Keep me posted on the outcome.

inthename Mon 09-Feb-15 20:58:54

really depends why they feel shes in the wrong set. For example, due to timetabling two subjects together suddenly, ds ended up in the wrong set for one of the subjects. But, his school didn't move him because I said so! Never heard of parents takong a school to court either. I'd stay out of it

ToffeeCaramel Mon 09-Feb-15 21:20:02

Going to court to get a child moved up a maths set! shock I've heard it all now.

pinklink Mon 09-Feb-15 21:21:47

Ha ha. Querying a maths set is normal but going into the school and making a fuss....ha ha yeh and court, wackos

smellylittleorange Mon 09-Feb-15 21:28:13

What age group? I can't see it would matter except perhaps it was inhibiting entering a certain level examination at GCSe ? It used to be certain maths groups were entered for an examination where you got a max grade C but I am not even sure this still goes on ? If anyone knows please enlighten me ? But yes OP it sounds bonkers they are considering court action ?

clairecandy Mon 09-Feb-15 21:39:24

13-14 year olds. You are right, they are all doing the same exams.
I my dc would be highly embarrassed of me if I did what those parents are doing.

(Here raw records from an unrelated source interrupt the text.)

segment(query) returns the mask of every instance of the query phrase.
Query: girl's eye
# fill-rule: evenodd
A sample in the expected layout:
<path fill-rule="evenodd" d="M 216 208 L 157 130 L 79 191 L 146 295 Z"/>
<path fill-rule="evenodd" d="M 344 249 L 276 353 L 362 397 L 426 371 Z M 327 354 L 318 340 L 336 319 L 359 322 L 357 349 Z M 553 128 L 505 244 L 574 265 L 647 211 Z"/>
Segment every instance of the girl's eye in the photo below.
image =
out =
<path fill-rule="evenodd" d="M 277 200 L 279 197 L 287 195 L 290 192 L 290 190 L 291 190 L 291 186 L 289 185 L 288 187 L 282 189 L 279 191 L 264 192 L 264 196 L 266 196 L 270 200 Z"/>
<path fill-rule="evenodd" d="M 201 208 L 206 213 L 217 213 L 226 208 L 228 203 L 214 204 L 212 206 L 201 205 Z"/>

TalkinPeace Mon 09-Feb-15 21:52:33

The child moves into the top set if they are one of the 30 highest achievers.
ONLY if one has the data on every child can one make that judgement call.

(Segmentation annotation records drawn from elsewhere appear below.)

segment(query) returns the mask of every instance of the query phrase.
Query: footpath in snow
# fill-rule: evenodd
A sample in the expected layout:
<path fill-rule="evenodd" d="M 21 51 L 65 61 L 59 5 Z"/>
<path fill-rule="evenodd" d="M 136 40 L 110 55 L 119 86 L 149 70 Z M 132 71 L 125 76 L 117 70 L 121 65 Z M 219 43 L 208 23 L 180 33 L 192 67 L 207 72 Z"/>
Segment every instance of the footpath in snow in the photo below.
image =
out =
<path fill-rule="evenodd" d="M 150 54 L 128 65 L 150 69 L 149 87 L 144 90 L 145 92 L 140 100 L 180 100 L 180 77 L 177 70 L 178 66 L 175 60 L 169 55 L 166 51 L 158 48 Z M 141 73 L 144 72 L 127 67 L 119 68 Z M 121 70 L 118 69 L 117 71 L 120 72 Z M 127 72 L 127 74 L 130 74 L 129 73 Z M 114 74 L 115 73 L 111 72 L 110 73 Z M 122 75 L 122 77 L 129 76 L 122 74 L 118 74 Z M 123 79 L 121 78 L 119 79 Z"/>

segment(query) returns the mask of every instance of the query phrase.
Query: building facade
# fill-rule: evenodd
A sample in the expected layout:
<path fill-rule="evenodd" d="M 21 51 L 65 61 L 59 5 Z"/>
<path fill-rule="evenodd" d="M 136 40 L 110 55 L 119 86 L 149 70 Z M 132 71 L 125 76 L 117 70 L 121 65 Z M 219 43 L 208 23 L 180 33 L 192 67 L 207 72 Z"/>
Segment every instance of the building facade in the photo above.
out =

If the parents have the information, there has been a major data breach

If they do not then they have no reason to believe that their child is number 29 rather than number 31

pinklink Mon 09-Feb-15 22:10:46

Talkin peace, I completely agree.

Some parents are precious.

lljkk Mon 09-Feb-15 22:21:45

go to court? How would that work? what law has been violated? (confused)

ReallyTired Mon 09-Feb-15 23:17:30

Top sets are often more than 30. In my son's school the second maths set are put in for exactly the same exams as the top set. There is no great advantage being in the top set over the second set. (There are eight sets in total)

Provide the student gets the same opportunities then her parents have no grounds to complain.

starfish4 Tue 10-Feb-15 11:30:32

My DD's school only move them up or down if they are clearly in the wrong set, if it's borderline they leave them where they are. Unless she clearly deserves her place in the top set, I wouldn't expect the school to agree to it.